On connaît les conflits de pouvoir entre deux personnes ou deux sous-groupes, conflits qui peuvent être renforcés à l’occasion d’élections ou de votes. Il est fréquent de constater qu’ un petit nombre de personnes assume- en s’en plaignant- l’essentiel des responsabilités alors que le grand nombre ne cesse de se lamenter de l’hyperactivité des premiers… ou s’en contente pour pouvoir leur reprocher le moindre faux pas. On déplorera sans pourtant se donner les moyens de les éviter, les mécanismes d’exclusion dont on ne voir pas l’implacable logique.
L’analyse montrera vite que ces conflits se nourrissent pas seulement des comportements individuels mais aussi des structures : ces sont les modes de fonctionnements qui génèrent ces mécanismes de violence, sinon d’exclusion.
Dans les stages que j’anime et où sont étudiés des conflits de groupe, apparaissent systématiquement les mêmes formes de conflits : abus de pouvoir pour les uns, nécessité de décider vite pour les autres…, rivalités de personnes au sein des instances directrices… , cumul de fonction par absence de bonnes volontés…, décisions obtenues à l’arraché par un vote acquis de justesse… élection à des postes jugés importants de personnes sans compétences afin d’éliminer telles autres jugées dangereuses…groupes qui disparaissent après de départ d’un-e “leader”, sur fond de conflits de personnes…
L’enjeu d’une telle pratique est culturel, car nos schémas de fonctionnement sont très imprégnés, même à notre corps défendant, d’une logique de la domination.

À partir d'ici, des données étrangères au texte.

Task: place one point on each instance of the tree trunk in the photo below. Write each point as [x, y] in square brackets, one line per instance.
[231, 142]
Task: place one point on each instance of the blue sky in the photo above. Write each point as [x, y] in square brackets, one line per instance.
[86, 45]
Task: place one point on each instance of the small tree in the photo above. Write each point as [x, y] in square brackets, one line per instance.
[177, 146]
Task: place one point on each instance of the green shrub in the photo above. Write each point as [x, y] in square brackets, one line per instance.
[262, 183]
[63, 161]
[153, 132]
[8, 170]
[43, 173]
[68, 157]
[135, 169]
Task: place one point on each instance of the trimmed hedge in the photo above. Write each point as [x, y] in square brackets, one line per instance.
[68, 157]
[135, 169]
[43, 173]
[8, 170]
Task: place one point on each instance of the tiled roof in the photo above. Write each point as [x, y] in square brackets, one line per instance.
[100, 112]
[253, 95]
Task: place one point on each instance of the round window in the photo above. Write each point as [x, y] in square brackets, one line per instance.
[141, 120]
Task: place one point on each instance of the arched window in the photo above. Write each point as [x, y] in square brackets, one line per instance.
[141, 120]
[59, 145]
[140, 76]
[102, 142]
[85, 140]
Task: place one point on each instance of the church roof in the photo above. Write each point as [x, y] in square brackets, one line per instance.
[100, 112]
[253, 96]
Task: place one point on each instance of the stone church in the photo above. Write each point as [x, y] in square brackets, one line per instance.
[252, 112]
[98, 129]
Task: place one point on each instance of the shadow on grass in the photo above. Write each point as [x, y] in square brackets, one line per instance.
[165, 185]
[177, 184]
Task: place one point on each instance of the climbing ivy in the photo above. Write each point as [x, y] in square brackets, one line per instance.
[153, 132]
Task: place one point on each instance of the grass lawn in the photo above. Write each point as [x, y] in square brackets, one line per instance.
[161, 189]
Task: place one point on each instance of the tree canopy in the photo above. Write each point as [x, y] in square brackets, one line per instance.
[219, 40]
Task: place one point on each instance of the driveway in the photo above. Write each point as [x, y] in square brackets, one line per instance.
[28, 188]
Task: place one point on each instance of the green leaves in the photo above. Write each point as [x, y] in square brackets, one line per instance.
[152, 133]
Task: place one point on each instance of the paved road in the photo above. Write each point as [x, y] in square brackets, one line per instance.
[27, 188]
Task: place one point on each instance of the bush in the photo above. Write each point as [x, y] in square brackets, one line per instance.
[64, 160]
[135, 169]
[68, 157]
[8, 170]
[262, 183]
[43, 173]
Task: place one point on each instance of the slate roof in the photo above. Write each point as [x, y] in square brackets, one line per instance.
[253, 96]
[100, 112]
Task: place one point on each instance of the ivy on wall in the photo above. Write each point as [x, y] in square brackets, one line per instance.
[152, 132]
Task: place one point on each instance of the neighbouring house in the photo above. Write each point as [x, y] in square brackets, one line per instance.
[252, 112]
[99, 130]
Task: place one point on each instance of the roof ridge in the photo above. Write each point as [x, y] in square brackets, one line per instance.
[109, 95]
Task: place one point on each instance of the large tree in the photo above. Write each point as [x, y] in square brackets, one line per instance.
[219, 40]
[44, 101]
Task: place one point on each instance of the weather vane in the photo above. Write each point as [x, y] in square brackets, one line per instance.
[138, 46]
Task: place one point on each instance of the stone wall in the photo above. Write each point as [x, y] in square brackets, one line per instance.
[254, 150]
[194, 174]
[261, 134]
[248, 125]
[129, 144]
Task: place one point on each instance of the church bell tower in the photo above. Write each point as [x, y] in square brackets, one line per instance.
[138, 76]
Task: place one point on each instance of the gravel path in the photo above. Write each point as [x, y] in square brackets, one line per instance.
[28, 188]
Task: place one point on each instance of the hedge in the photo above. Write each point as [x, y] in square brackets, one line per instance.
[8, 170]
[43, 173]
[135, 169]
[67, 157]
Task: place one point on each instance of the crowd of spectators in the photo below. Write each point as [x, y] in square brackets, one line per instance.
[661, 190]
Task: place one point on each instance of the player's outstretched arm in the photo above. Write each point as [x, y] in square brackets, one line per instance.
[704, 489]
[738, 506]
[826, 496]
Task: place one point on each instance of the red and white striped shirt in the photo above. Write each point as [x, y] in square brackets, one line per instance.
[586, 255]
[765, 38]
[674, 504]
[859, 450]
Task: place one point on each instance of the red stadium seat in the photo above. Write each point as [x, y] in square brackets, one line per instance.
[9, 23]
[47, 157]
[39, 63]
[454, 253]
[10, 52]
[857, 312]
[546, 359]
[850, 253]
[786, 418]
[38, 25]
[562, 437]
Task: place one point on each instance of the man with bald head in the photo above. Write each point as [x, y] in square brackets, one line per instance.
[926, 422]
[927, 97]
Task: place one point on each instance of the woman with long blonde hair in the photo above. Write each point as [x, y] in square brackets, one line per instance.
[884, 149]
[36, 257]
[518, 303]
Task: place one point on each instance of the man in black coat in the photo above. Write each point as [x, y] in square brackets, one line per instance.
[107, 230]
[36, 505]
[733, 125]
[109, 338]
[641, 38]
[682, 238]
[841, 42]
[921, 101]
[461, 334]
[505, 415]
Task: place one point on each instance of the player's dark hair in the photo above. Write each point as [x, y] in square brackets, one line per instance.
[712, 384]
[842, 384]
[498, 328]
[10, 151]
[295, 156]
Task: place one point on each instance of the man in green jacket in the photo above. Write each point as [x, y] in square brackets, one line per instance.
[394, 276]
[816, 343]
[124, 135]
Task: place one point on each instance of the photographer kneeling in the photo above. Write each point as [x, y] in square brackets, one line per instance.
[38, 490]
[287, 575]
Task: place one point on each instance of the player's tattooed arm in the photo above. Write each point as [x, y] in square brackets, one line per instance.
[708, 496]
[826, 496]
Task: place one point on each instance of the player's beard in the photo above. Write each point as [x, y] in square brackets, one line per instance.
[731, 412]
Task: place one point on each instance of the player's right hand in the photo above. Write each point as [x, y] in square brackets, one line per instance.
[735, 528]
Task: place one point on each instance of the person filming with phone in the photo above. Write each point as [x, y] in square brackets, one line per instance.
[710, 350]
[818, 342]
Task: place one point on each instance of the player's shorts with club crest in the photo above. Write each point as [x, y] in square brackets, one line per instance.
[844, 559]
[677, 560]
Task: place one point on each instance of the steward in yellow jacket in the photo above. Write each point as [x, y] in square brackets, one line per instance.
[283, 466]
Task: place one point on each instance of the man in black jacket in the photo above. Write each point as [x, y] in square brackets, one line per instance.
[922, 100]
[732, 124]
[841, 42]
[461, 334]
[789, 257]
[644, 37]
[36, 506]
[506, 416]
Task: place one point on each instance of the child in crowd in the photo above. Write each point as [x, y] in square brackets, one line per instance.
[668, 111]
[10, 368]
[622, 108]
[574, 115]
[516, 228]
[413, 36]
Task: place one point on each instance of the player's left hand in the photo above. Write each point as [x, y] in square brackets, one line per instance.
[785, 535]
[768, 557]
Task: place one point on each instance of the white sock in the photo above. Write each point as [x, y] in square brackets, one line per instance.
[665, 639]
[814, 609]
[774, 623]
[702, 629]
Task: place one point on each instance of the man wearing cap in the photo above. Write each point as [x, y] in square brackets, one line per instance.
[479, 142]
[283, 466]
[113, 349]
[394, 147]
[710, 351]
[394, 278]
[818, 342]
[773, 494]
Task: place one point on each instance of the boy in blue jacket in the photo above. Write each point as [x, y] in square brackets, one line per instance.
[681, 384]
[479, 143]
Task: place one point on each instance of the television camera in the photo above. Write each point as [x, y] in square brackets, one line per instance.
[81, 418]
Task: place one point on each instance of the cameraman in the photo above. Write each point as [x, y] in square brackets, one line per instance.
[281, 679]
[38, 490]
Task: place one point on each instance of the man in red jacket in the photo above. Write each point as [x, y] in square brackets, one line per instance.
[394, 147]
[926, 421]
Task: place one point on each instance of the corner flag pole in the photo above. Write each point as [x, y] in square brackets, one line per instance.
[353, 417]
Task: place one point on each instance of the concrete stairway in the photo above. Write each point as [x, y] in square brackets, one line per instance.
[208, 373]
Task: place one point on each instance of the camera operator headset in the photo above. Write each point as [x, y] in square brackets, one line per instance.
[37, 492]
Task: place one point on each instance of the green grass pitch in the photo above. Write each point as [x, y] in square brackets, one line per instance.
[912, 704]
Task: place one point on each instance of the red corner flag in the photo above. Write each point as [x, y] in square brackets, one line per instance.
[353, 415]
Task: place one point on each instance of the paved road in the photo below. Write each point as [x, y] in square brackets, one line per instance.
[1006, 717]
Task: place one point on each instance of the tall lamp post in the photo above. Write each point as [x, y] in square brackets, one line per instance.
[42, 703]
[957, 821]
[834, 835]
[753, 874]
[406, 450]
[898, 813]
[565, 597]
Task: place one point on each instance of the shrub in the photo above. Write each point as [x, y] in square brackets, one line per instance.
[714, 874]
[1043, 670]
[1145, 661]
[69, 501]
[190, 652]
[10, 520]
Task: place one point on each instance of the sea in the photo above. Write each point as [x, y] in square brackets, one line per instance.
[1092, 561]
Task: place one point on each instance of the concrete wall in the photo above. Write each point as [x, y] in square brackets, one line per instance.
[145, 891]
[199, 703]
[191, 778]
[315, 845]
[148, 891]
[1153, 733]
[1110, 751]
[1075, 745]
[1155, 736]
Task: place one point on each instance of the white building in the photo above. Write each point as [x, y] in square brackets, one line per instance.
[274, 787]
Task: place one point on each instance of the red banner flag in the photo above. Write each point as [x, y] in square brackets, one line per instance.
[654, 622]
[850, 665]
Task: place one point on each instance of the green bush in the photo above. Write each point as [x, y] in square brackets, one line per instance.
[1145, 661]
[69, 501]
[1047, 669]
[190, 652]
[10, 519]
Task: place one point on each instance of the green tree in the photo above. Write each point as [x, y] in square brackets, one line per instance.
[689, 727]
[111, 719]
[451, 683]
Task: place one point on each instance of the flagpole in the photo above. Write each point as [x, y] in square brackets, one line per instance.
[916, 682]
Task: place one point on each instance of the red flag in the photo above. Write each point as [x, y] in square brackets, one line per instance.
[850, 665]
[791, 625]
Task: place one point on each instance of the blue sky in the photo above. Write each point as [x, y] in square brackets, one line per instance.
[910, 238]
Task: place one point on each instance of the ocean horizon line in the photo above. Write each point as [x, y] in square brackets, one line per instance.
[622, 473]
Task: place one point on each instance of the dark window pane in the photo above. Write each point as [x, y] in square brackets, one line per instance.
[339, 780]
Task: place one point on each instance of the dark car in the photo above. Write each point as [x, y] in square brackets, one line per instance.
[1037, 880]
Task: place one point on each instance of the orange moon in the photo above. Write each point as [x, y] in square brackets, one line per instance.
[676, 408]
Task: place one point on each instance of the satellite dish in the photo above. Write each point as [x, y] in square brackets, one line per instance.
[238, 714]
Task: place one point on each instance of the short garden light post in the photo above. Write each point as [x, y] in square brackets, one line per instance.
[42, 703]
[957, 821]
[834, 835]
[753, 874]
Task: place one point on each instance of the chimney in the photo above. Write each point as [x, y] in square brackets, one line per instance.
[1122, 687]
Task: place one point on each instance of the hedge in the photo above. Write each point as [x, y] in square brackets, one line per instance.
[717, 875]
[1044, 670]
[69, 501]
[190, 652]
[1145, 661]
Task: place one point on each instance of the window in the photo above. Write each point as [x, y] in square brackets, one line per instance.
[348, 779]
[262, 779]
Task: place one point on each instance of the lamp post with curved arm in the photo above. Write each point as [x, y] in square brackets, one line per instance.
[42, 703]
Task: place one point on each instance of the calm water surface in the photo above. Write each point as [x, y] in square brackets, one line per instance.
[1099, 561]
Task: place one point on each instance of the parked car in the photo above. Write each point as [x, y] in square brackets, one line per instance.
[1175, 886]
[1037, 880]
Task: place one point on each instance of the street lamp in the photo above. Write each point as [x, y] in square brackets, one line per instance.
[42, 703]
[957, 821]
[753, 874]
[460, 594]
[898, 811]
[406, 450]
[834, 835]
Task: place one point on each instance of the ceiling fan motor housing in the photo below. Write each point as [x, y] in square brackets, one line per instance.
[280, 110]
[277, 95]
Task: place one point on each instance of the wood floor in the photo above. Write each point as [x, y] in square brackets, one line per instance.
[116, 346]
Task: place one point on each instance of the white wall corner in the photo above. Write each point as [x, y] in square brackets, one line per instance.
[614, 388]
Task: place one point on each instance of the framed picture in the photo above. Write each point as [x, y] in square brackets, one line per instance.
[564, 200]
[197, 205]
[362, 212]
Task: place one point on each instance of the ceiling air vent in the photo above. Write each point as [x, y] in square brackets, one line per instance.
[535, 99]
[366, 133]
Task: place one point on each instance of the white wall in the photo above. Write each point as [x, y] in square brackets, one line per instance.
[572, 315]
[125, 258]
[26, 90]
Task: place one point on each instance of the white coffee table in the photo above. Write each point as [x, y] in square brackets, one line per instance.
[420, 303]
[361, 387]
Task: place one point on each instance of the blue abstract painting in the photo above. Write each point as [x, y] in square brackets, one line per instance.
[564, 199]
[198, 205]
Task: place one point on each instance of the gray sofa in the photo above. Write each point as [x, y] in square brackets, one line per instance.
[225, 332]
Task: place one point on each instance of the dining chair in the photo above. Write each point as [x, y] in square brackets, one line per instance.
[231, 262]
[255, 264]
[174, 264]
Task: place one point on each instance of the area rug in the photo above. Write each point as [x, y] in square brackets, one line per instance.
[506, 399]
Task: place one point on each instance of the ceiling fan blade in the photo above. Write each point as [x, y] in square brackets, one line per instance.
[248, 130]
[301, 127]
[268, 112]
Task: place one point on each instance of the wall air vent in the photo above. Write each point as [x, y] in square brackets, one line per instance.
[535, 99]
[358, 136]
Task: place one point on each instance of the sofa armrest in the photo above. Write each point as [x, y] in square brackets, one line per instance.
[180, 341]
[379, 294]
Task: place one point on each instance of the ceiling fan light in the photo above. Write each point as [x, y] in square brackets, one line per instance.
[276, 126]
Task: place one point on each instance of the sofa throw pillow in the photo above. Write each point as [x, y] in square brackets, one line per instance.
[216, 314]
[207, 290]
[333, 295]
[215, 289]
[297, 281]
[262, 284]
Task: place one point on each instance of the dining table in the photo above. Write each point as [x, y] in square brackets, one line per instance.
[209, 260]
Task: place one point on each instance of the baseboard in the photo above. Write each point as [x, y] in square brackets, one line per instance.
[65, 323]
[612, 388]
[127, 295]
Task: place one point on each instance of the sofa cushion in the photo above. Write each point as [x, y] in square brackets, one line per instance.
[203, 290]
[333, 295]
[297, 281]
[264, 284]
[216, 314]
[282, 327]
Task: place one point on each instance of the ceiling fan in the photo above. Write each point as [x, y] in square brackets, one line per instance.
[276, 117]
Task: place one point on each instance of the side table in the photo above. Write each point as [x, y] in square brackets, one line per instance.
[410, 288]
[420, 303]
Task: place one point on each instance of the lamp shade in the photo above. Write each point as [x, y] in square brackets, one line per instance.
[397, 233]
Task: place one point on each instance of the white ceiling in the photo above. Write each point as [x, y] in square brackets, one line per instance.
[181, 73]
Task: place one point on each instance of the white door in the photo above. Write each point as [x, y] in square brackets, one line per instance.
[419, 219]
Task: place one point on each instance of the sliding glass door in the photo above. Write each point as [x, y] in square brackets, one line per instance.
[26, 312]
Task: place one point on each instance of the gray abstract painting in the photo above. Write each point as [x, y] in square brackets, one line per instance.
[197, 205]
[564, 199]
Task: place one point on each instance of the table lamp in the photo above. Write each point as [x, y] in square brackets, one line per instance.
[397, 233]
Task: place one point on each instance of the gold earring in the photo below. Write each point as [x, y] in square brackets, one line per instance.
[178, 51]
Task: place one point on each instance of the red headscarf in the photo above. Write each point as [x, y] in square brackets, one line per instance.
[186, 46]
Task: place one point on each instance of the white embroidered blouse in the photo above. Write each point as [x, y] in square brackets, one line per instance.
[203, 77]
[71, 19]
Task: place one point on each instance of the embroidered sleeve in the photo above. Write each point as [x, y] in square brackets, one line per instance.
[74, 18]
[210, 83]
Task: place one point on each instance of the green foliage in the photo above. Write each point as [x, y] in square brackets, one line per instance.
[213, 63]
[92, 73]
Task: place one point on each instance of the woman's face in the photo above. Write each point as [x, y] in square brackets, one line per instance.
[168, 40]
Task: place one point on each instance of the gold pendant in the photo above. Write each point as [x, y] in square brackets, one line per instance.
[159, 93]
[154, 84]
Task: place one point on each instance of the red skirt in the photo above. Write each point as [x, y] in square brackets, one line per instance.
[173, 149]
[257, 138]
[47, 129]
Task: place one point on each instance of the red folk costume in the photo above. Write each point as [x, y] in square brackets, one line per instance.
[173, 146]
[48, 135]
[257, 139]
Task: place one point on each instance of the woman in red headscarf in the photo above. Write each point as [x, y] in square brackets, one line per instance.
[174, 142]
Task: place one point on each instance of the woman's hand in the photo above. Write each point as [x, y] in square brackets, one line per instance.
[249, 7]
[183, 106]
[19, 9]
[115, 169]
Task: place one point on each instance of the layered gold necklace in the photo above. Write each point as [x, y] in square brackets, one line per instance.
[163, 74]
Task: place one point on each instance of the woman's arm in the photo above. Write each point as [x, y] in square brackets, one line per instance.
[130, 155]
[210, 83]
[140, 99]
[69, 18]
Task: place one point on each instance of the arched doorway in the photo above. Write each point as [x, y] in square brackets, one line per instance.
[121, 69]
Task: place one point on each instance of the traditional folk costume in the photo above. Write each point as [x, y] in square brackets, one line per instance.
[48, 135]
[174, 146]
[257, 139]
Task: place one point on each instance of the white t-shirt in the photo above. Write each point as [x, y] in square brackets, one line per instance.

Tout groupe va se structurer autour de deux grands axes :
Un groupe est un organisme vivant, qui s’il est ouvert est en permanente recomposition au fur et à mesure des arrivées et des départs. S’il est fermé, il se fossilise… Ainsi il va s’organiser autour de deux grands axes :
1) Les rôles, les fonctions ou les responsabilités qui commandent en réalité le monopole, la délégation ou le partage du pouvoir ; il en résultera ou non une hiérarchie, une pyramide du pouvoir, un partage du travail entre ceux qui décident et ceux qui exécutent, des procédures de décision par vote ou par consensus, d’élection ou de choix, de leadership (appelé dorénavant “catalysateur”). L’enjeu de cet axe est celui de la capacité à créer des structures qui vont générer de la prise de responsabilité par les individus.
2) Le lien (les relations, l’affinité, l’accueil de la souffrance et de la joie individuels, l’affectif) d’une part, et la tâche, (la production, les buts à atteindre, le rationne…) d’autre part. Certains groupes se structurent sur l’une ou sur l’autre essentiellement.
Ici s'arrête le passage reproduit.